While it’s not easy to settle on a specific field, a mentor can help. Mentors can share personal experiences from which you can draw insights. You can also discuss the prevailing job market and what it takes to make it in a particular field. That way, you can weigh your strengths and weaknesses and decide which path suits you. Most importantly, your mentor can also involve you in their real-world work, which is a perfect way to determine what you want.
Providing guidance and support
It takes more than finding a good school to become a good lawyer. You also need academic guidance in order to learn to navigate the coursework and best practices for preparing for exams. And who better to show you the ropes than a mentor who has been there before? Your mentor can also help you set academic and career goals and help you achieve them. For instance, when you are applying for an internship, a mentor can guide you on building a stellar resume and handling interview questions.
A mentor can also help you become a well-rounded lawyer by assisting you in building essential life skills like communication and time management. These skills not only help you excel in your academics but also set you apart in the job market. For instance, you will learn to nurture professional relationships and make the most of every situation.
Additionally, your mentor can provide much-needed emotional support because law school is demanding. Most law students will admit to struggling with stress and anxiety, but a mentor can help you stay grounded.
Every successful person will tell you they got to the top through mutually beneficial working relationships with other professionals. That is the art of networking. It is essential to start building those relationships while you’re still in law school. By doing so, you will show people what you stand for. People will be more willing to work with you even after you complete your studies.
However, it’s a delicate art that requires effort to master – effort and the help of a mentor. To begin with, the mentor will provide you with networking opportunities by introducing you to other members of the legal profession. That is a perfect opportunity to understand various aspects of this broad profession.
A mentor can also use their connections to help you land internships while still in school. Therefore, you will get a chance to gain practical experience while still expanding your network. Most importantly, a mentor will help you hone your networking skills.

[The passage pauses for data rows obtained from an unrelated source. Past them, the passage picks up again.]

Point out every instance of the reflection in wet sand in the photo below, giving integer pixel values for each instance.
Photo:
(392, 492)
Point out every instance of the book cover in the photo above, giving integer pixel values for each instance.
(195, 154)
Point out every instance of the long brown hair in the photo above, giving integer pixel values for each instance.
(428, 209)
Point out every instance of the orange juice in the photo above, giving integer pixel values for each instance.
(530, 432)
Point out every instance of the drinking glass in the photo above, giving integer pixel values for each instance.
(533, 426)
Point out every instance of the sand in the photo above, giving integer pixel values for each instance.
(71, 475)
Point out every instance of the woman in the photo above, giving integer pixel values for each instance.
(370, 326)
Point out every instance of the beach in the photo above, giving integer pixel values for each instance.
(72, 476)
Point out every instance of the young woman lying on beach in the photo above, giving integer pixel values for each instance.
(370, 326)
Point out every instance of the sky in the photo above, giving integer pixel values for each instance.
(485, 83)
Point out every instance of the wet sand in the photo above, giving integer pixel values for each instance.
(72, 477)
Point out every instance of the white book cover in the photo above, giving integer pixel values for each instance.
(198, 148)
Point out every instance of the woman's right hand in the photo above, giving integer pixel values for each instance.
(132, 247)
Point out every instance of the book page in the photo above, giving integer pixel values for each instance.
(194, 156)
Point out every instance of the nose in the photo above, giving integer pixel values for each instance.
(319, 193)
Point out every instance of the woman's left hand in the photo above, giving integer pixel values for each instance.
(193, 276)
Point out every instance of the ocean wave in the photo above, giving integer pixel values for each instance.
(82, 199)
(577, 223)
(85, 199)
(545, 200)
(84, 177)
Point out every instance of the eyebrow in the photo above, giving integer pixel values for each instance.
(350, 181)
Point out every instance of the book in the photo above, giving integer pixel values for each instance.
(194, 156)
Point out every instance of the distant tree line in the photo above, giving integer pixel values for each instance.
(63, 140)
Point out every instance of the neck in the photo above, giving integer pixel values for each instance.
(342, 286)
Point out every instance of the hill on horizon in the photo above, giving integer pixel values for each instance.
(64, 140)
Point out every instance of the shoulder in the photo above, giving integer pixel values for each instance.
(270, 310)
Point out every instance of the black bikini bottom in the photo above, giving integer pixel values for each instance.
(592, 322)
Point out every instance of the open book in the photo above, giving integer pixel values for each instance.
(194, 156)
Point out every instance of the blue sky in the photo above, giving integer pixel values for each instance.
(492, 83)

For instance, they might share tips on following up with contacts or conducting yourself in networking events.
A mentor is an accountability partner
Law students face numerous challenges and might fall victim to self-sabotaging practices like procrastination. That’s why it helps to have someone to hold you accountable, and a mentor would be perfect for the job. First, a mentor will help you set realistic goals and establish practical timelines.

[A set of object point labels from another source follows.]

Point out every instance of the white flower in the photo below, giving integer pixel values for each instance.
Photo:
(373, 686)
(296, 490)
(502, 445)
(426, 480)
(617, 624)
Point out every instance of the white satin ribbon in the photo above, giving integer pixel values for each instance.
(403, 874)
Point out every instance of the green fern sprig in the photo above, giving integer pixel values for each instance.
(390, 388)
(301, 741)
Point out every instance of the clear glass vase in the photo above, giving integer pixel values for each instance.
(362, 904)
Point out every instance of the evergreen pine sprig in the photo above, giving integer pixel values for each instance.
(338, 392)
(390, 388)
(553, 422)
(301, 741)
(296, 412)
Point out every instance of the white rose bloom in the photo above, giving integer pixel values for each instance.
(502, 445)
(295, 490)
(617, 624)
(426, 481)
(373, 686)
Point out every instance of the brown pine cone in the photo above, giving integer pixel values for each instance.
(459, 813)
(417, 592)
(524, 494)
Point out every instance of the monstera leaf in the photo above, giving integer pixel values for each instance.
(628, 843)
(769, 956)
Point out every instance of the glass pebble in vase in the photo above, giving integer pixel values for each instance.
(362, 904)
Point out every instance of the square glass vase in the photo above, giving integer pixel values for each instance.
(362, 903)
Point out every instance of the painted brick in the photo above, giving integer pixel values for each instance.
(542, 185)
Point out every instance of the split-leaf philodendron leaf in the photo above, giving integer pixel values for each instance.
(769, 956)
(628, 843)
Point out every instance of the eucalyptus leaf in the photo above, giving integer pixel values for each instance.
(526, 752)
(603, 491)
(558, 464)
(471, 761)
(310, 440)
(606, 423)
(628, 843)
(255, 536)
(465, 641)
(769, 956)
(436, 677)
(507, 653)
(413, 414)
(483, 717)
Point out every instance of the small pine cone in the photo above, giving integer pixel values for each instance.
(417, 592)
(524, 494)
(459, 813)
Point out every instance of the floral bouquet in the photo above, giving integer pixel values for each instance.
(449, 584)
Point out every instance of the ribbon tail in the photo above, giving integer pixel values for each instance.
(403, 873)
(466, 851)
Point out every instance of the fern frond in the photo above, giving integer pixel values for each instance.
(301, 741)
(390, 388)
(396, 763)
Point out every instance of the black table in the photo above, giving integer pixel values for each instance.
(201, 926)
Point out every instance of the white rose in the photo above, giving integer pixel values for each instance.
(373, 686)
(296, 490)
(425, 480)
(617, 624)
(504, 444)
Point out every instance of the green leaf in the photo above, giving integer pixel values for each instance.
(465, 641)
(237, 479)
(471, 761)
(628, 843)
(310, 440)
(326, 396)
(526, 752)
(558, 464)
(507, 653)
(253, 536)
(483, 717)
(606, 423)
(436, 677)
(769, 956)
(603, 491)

Once you set these goals, the mentor can check in regularly to discuss your progress as they provide feedback. You can even set up accountability agreements with them, such as having consequences for not meeting the set goals. That way, you will stay committed and motivated to your goals. And at times when you feel overwhelmed, your mentor can be a good source of encouragement and motivation.
Most importantly, they can become your biggest cheerleader. When you hit your goals and milestones, they will be there to celebrate with you. That gives you even more zeal to set higher goals.
Choosing a mentor
Now that you’ve seen the numerous benefits of having a mentor while in law school, the next big step is selecting a good mentor. Keep in mind that not everybody will be the right mentor. Since you need to work closely with your mentor, choosing someone with whom you have a rapport is incredibly important. It must be someone you can comfortably talk to about anything. Otherwise, you won’t gain much from them. You also want to make sure that it is someone you can trust. Your conversations will not be restricted to school and career advancement; you will also share aspects of your personal life. Working with someone who will not breach your trust is essential.

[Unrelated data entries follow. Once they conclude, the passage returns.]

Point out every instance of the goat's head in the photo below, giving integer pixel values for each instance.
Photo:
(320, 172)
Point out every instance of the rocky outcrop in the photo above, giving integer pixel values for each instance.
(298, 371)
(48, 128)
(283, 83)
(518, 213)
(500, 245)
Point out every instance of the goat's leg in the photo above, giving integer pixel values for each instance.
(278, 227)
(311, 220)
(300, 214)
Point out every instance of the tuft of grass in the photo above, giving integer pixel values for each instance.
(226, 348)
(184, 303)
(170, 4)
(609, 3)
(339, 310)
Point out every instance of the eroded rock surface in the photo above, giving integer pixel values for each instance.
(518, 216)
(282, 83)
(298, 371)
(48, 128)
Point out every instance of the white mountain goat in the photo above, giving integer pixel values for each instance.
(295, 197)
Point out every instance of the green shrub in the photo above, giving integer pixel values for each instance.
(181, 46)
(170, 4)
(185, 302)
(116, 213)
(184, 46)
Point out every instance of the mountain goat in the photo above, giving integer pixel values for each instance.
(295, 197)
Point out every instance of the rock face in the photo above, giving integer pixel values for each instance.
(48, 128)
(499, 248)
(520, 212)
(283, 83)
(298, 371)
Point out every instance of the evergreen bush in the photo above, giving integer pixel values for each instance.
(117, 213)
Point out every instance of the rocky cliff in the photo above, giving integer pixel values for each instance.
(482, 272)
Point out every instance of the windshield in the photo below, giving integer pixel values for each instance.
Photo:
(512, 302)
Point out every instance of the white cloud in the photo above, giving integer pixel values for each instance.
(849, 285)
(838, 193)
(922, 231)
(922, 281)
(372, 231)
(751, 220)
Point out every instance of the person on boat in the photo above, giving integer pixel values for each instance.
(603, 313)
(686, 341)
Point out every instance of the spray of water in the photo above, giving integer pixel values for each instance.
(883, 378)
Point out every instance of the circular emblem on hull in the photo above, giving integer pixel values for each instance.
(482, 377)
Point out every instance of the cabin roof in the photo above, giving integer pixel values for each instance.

It is also essential to get someone with extensive experience in the legal field. That way, they will have wisdom to share based on past personal experiences. However, don’t be afraid of being mentored by someone who views things differently than you do. You can even be mentored by someone from a different generation. You can find a mentor anywhere. It could be a colleague from your internship or a professional association. You can also look for formal mentoring programs.
Once you find a mentor, you must also put in the work. Ask the right questions, keep a positive attitude, and be ready to take criticism.